Abstract Telemonitoring is the use of electronic devices including smartphones to remotely monitor patients. Using predictive models, telemonitoring data can be translated into a clinical indicator of disease severity, thus allowing physicians to assess patient conditions more frequently and adjust treatment. This greatly complements conventional in-clinic medical examination that requires patients’ physical presence in a specialized clinic, which is logistically inconvenient, costly, and far less frequent. The challenge, however, is the need for a patient-specific predictive model to address patient heterogeneity. Training a patient-specific model suffers from small sample sizes. This can be potentially tackled by multi-task learning (MTL), which builds models for multiple related tasks (e.g., patients with the same disease) jointly to allow the models to borrow strength from each other. Existing MTL models do not suffice because they typically assume sample independence, but the samples in a telemonitoring application correspond to repeated measurements over time for the same patient that have an inherent correlation.
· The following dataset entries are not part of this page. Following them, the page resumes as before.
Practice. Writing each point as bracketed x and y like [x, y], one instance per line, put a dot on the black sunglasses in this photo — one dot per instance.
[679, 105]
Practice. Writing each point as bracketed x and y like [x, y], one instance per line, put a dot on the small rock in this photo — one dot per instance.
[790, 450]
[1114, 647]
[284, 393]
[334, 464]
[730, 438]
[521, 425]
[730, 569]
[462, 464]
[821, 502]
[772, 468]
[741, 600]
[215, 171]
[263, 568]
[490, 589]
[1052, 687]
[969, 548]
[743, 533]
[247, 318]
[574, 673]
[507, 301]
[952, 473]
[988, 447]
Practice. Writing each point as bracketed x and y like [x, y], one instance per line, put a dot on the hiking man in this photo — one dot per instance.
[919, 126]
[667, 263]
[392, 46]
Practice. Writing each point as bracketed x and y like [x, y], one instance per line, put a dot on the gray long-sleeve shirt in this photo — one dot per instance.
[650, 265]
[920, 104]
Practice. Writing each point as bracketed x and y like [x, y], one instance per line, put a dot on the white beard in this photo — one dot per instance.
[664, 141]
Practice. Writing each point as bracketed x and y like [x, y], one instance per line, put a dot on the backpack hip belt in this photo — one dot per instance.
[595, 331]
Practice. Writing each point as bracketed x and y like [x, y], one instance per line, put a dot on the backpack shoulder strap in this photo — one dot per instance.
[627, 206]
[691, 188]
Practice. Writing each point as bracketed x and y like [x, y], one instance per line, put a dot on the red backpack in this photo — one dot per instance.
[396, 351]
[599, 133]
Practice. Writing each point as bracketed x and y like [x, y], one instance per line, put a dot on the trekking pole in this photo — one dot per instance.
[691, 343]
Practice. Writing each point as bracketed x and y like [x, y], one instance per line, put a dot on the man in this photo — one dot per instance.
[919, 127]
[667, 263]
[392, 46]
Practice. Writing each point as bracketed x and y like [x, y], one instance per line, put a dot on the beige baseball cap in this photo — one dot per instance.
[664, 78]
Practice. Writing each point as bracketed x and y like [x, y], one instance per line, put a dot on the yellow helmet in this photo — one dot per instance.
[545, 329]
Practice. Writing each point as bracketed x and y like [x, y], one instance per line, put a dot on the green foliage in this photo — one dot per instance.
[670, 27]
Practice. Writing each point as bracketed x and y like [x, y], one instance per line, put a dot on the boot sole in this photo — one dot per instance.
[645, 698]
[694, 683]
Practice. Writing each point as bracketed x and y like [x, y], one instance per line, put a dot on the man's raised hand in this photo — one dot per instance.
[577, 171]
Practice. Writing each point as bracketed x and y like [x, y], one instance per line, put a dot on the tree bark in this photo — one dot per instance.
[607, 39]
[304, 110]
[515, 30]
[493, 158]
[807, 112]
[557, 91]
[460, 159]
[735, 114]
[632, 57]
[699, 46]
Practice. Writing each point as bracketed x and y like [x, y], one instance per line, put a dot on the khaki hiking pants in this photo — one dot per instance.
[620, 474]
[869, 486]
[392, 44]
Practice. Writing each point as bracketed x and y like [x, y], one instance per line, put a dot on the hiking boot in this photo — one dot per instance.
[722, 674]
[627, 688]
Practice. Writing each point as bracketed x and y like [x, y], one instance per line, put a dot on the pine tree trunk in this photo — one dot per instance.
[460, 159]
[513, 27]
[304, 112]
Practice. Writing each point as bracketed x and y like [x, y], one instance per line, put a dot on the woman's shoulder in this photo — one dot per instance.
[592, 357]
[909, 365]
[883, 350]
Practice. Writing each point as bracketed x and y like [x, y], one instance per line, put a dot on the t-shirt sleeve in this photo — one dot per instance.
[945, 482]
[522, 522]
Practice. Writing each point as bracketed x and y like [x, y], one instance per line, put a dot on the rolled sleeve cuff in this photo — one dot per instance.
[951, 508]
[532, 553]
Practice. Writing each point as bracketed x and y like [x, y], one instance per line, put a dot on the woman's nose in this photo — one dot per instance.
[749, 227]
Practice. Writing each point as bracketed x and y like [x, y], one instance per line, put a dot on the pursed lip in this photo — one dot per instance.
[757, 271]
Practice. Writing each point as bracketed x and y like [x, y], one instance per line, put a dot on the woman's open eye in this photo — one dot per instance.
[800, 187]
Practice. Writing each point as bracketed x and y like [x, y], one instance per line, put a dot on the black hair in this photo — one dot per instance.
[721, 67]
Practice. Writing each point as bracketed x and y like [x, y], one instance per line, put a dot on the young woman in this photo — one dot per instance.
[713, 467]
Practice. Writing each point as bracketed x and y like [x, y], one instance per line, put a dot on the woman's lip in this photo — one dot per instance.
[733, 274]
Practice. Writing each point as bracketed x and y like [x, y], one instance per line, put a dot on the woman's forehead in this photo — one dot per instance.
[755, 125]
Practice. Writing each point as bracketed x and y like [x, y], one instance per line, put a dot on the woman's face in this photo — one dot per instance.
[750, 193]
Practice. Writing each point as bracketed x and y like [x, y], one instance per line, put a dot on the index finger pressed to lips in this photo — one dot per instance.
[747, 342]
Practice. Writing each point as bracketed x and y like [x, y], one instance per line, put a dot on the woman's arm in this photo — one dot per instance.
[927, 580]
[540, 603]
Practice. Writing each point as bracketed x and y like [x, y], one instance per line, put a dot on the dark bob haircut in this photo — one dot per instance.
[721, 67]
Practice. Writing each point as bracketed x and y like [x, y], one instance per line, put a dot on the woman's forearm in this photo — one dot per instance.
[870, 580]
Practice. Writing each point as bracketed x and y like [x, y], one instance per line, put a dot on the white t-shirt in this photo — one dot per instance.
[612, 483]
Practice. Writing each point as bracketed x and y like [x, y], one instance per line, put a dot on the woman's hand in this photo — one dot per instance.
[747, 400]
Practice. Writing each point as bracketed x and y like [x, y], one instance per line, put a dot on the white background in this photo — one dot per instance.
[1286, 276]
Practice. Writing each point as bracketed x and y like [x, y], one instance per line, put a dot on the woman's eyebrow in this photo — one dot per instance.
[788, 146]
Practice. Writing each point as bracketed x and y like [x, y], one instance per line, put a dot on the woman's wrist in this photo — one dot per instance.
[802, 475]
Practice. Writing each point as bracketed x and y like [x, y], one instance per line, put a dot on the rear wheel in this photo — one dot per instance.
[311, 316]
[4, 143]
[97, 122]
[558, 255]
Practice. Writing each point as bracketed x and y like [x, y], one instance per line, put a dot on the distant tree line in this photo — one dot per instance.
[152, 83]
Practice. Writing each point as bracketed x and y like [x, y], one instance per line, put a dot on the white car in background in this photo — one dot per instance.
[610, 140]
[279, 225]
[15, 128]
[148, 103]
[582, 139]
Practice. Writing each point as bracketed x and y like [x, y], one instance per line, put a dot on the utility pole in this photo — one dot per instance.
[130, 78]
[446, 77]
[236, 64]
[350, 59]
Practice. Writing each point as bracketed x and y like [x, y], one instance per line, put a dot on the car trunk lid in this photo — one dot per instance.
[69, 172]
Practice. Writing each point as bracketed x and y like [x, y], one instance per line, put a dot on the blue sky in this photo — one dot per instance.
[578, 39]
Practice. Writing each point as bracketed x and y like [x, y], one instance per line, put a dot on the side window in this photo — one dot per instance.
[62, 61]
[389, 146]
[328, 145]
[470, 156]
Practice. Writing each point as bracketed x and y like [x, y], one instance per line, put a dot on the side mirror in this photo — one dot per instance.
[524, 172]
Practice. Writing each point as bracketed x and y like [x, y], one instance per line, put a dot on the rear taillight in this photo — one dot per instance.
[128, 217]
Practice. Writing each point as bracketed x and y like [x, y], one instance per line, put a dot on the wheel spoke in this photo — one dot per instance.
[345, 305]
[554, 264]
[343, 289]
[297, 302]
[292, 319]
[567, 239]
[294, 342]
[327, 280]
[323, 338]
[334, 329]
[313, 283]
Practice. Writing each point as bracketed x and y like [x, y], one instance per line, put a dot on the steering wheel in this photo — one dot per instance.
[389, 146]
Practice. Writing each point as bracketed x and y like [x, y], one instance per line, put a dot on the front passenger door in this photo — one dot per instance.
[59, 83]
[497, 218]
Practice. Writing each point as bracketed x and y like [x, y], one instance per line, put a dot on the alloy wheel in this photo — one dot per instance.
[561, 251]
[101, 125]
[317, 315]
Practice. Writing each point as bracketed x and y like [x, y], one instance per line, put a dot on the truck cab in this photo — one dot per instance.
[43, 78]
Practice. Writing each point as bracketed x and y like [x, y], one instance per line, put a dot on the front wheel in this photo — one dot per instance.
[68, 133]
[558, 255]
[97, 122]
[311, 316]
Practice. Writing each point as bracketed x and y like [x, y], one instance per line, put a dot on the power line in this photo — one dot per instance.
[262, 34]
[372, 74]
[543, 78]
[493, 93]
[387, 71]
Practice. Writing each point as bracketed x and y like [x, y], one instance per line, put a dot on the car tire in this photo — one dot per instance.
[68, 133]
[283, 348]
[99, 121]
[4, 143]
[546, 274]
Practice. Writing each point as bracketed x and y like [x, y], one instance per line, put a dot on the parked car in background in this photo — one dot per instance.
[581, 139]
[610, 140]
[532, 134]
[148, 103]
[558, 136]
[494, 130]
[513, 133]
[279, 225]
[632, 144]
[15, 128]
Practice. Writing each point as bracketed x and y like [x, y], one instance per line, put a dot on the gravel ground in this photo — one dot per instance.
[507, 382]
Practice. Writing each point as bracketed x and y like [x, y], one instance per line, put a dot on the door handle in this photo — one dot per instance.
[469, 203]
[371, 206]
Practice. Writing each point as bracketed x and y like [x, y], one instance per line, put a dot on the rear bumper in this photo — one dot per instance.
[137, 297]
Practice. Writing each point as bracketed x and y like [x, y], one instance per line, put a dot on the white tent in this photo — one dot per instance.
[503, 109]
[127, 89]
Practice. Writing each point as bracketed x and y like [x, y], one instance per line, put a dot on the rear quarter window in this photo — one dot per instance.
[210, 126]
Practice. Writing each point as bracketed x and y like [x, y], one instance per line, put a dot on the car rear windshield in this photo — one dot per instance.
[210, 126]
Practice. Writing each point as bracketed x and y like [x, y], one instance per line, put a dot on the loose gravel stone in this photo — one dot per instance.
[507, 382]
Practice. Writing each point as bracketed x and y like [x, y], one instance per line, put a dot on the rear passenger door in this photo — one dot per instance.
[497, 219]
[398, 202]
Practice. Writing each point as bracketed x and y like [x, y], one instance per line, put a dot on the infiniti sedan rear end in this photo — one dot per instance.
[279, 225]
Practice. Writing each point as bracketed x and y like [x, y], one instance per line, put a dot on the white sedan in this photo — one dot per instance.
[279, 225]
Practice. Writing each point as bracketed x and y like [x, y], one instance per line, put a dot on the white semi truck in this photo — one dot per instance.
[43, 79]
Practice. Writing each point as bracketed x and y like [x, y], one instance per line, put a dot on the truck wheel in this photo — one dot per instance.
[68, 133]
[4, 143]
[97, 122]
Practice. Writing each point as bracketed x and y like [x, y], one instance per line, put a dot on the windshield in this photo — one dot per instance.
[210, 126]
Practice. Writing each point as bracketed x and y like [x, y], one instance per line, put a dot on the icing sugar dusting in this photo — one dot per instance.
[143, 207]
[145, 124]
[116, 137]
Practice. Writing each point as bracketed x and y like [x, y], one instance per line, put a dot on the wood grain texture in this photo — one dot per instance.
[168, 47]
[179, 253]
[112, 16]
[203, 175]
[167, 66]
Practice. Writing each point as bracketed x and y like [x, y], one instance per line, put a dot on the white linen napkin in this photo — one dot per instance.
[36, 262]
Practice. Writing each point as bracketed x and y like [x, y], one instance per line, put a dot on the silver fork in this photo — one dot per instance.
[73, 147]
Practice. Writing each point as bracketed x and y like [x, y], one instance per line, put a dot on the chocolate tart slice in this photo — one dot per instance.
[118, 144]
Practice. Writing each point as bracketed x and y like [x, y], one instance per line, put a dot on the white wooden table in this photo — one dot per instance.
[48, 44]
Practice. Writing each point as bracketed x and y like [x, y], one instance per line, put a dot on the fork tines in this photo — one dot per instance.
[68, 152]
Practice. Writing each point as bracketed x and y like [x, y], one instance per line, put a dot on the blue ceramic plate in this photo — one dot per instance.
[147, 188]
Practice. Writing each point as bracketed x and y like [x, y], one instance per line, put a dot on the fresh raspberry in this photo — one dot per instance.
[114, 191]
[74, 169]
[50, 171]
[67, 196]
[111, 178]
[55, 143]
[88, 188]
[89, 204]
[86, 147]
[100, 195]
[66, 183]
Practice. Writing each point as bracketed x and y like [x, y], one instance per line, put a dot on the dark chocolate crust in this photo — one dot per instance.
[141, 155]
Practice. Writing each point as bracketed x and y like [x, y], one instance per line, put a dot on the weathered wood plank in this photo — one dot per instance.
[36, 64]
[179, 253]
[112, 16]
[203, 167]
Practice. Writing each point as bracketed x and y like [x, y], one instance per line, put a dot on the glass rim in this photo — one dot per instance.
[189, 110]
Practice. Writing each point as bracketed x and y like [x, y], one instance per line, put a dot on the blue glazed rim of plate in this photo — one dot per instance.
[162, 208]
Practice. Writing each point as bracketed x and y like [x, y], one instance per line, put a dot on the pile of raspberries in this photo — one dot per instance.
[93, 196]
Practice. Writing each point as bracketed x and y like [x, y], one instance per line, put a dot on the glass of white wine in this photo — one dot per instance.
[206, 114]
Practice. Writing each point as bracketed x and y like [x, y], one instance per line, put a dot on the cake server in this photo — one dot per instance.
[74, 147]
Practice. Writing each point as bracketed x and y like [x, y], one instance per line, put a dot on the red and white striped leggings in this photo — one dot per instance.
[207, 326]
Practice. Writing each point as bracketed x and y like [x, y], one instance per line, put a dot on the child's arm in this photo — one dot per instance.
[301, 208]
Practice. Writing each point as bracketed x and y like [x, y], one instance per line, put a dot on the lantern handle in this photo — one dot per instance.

This special data characteristic requires a linear mixed model (LMM), which has not been integrated with MTL in the existing literature. We propose a new Multi -task L inear M ixed M odel (MultiLMM) model that integrates MTL and LMM in a single framework. Our methodological contributions include a mathematical formulation for MultiLMM, an efficient and converging algorithm for parameter estimation, and a theoretical analysis to reveal the reason why MultiLMM outperforms LMM by integrating the multi-task learning capability. Our simulation studies demonstrate better performance of MultiLMM than LMM under various scenarios. Finally, we present an application of using MultiLMM to predict the Unified Parkinson Disease Rating Scale (UPDRS), a clinical instrument for measuring PD severity, based on tapping signals collected by the mPower app installed on patients’ smartphones. MultiLMM shows higher prediction accuracy than a collection of competing approaches under different training sample sizes.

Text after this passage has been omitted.